This lesson is on division of a fraction by a whole number, focusing on the meaning of the operation. It was conducted at Spinghurst Elementary in New York.

1. Grade 5 Lesson on Division of Fractions by Whole Numbers at Springhurst Elementary School, New York.

2. The Anchor Problem – to make a correct division sentence using one set of digit tiles 0 to 9. Why do you think the teacher provided the restriction of not repeating any of the digits?

3. Students were given time to make some sentences on their own. It was evident that the students were already familiar with the algorithm. The purpose of this lesson was for students to make sense of the algorithm. Three approaches were used by the students.

4. First, the teacher wanted to discuss an incorrect use of notation. One pair has thought that 2/0 = 2 and made the sentence 8/4 ÷ 1 = 2/0 This example is interesting because it involves the idea of division by 1 which results in the two fractions being equal. It was agreed that 8/4 = 2 and that the right-hand side is equal to 2. Other students offered that 2 can also be written as 2/1 and, incorrectly 2 (2/0).
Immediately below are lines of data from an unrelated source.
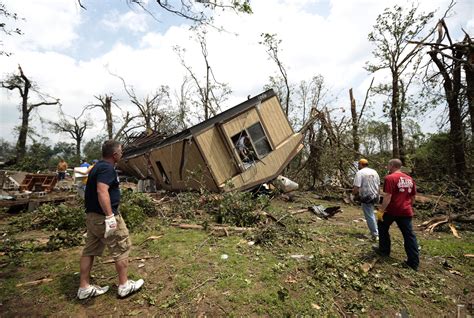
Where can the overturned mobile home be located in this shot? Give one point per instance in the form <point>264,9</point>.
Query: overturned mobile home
<point>240,148</point>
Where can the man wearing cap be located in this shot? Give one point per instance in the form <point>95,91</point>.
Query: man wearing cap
<point>397,206</point>
<point>366,184</point>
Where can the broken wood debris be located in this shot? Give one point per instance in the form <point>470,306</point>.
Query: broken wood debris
<point>325,213</point>
<point>366,267</point>
<point>150,238</point>
<point>35,282</point>
<point>138,258</point>
<point>212,228</point>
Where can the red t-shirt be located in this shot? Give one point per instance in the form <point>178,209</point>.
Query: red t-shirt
<point>402,188</point>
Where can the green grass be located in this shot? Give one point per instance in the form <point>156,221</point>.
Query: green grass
<point>190,276</point>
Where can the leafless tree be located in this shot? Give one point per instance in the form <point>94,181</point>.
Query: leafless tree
<point>449,58</point>
<point>24,86</point>
<point>211,92</point>
<point>272,43</point>
<point>105,103</point>
<point>356,118</point>
<point>75,127</point>
<point>392,33</point>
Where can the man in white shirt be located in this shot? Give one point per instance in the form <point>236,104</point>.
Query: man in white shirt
<point>367,183</point>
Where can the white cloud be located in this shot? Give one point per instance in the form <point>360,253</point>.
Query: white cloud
<point>132,21</point>
<point>46,24</point>
<point>333,44</point>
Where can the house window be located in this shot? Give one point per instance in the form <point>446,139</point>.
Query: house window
<point>260,141</point>
<point>251,143</point>
<point>163,174</point>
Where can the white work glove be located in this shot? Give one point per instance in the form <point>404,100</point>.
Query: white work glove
<point>110,225</point>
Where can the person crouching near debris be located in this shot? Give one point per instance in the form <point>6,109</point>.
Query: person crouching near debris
<point>61,168</point>
<point>105,225</point>
<point>366,184</point>
<point>397,206</point>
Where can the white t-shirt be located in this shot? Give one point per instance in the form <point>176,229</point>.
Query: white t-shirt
<point>368,182</point>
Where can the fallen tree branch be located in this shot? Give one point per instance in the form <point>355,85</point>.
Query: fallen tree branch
<point>212,228</point>
<point>35,282</point>
<point>453,229</point>
<point>138,258</point>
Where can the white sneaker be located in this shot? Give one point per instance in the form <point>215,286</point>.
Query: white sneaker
<point>91,291</point>
<point>130,287</point>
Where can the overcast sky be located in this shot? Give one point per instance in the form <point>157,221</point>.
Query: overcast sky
<point>69,51</point>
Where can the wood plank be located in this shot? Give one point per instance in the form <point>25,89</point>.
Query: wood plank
<point>269,166</point>
<point>218,158</point>
<point>276,123</point>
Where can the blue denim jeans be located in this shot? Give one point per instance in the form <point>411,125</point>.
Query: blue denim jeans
<point>368,209</point>
<point>409,238</point>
The teacher explained that 2/0 is not 1. 2/1 is. And that division by zero is not defined. Subsequently, students offered the right-hand side can be 4/2 and 6/3. 4/2 was rejected because they realized the condition of the problem – no repetition of digits.
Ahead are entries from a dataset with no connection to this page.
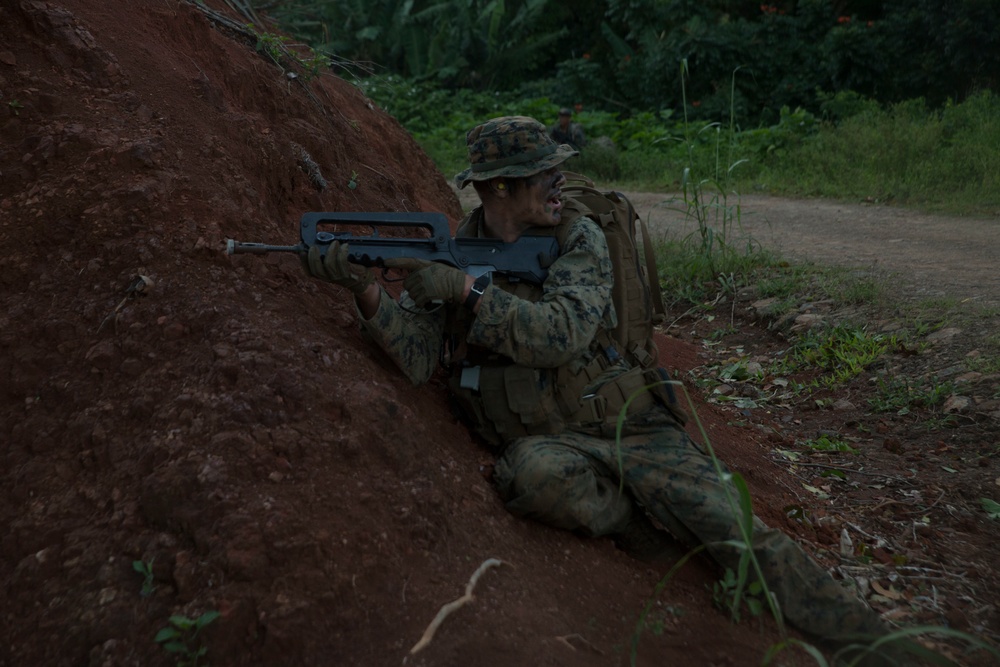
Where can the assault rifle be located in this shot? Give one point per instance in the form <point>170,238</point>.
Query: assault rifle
<point>527,259</point>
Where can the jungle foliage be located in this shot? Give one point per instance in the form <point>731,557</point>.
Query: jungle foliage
<point>621,55</point>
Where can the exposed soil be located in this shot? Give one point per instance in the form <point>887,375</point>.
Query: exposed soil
<point>228,425</point>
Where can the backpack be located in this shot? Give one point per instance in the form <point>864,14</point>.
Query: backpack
<point>636,293</point>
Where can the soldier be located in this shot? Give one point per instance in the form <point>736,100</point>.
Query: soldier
<point>537,375</point>
<point>565,131</point>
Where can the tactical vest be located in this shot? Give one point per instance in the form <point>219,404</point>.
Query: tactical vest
<point>502,400</point>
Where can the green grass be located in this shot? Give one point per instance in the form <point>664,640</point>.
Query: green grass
<point>937,160</point>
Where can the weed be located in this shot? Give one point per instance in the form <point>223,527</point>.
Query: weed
<point>726,596</point>
<point>146,570</point>
<point>275,47</point>
<point>825,443</point>
<point>842,352</point>
<point>181,637</point>
<point>901,395</point>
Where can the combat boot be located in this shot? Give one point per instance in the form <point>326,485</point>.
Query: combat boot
<point>646,542</point>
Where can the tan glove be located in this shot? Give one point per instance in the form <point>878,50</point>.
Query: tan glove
<point>430,281</point>
<point>334,268</point>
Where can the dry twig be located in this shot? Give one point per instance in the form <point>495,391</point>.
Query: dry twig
<point>447,609</point>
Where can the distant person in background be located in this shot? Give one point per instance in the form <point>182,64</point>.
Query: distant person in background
<point>565,131</point>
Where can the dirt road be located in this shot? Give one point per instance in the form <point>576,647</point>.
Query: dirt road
<point>933,256</point>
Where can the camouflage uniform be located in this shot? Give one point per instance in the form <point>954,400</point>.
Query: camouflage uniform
<point>569,476</point>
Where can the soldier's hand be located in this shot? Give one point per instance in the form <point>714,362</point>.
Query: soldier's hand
<point>334,268</point>
<point>430,281</point>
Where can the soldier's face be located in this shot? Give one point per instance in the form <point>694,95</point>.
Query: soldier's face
<point>537,200</point>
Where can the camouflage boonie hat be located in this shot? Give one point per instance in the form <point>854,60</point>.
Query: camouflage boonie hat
<point>513,146</point>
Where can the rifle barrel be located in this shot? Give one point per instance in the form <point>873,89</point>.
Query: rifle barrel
<point>234,247</point>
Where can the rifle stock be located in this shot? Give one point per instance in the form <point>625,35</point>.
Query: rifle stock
<point>526,259</point>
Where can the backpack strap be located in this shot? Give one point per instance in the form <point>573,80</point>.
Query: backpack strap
<point>587,186</point>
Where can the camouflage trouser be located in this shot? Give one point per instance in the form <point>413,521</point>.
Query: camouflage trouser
<point>571,481</point>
5. The first explanation a student gave for the algorithm is the fact that 2 fourths shared equally by 3 is equal to each getting 1/3 of 2 fourths. The second explanation was based on the idea of division of whole numbers. If 2 divided by 2 is 1 then 2 fourths divided by 2 is 1 fourth. If 4 divided by 2 is 2 then 4 fourths divided by 2 is 2 fourths. The rest of the lesson was focused on the whole class grasping these two ideas.

6. In discussing the other responses forwarded by the students, the teacher challenged the students to use the second method to explained cases such as 8 fourths divided by 6 where 8 is not divisible by 6. In the case of ¾ divided by 8, students were able to suggest changing the numerator to 24, writing ¾ as 24/32 before dividing by 8 since 24 is divisible by 8.

7. The third approach used was the bar model that the students have become familiar with. The teacher was pleased that a student who seemed unsure of himself found his voice to explain to the class why 1/5 ÷ 4 = 1/20. The lesson ended with students reflecting on the methods used to explain division of a fraction by a whole number.